The General Assembly's Labor and Public Employees Committee has reserved two paid family and medical leave concept bills for an upcoming public hearing.

While these proposals are only a sentence long at this point, past versions evolved into expensive mandates that required Connecticut businesses to incur a host of costly new burdens.

Paid FMLA in Connecticut
A 2016 paid FMLA proposal would have cost the state tens of millions of dollars in startup and administrative costs.

Senate Bill 1, introduced by Senate President Pro Tem Martin Looney (D-New Haven), and HB 6212, sponsored by 26 representatives and one senator, seek to provide paid family and medical leave benefits to certain individuals employed in the state.

Who Pays?

Paid family and medical leave sounds great at first—until people realize that money from their own paychecks funds the program.

Last year’s version of the bill would have required employees in even the smallest of businesses to divert a portion of their paychecks into a statewide paid family and medical leave fund.

In return, the employee would be allowed to take up to 12 weeks a year for the care of their own or a family member’s illness.

The employee would be eligible to receive 100% of their pay during that leave—up to $1,000 per week.

While employees pay for a benefit they may never use—or one their coworkers could abuse—the program is by no means free to employers or the state.

While the labor committee approved the 2016 measure on a 9-4 vote, the bill died when the state Senate did not act on it.

Bureaucratic Burden

A study conducted by a Connecticut-based policy group that supports paid sick leave noted the 2016 proposal carried a $13 million startup cost, and would force the state to hire 120 new employees at an annual cost of around $18 million to run the program.
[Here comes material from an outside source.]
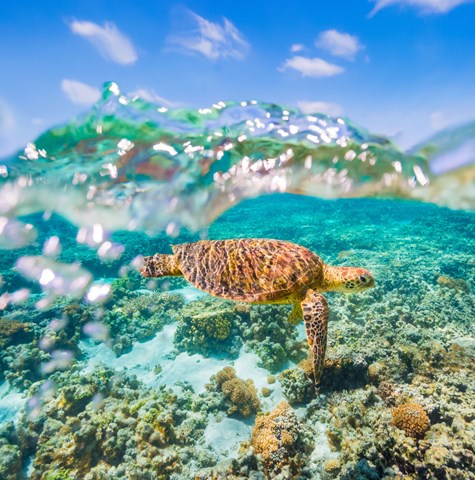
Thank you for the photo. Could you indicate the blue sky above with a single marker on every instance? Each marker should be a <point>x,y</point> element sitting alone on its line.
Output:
<point>404,68</point>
That’s a lot of money for a state that’s already facing annual deficits of about $1.5 billion in each of the next two years.

That doesn't work out to much of a good deal for employees—all of whom will pay for the program in both taxes and payroll deductions.

Employees would be better off buying their own short-term disability policy, or saving a little extra in case of a medical emergency, as opposed to being forced to pay into a program they may never use.

The proposal carried a $13 million startup cost, and would force the state to hire 120 new employees at an annual cost of around $18 million.
It would be better for workers to keep their own hard-earned money rather than forking it over to the state to support what appears to be another unsustainable business mandate.

CBIA will monitor these two concept bills throughout the legislative session.

We also expect that some lawmakers will insist there are no costs associated with this proposal and that it’s actually good for business because it will help retain younger workers.

But the reality is that too many Connecticut workers have fled our borders for states where there are no paid family leave programs—but plenty of jobs.

Connecticut lost 13,300 jobs in the last six months of 2016. Without businesses moving here or expanding in the state, the conversation about employee benefits is moot.

That's why lawmakers should focus first on creating jobs before worrying about the benefits those jobs provide.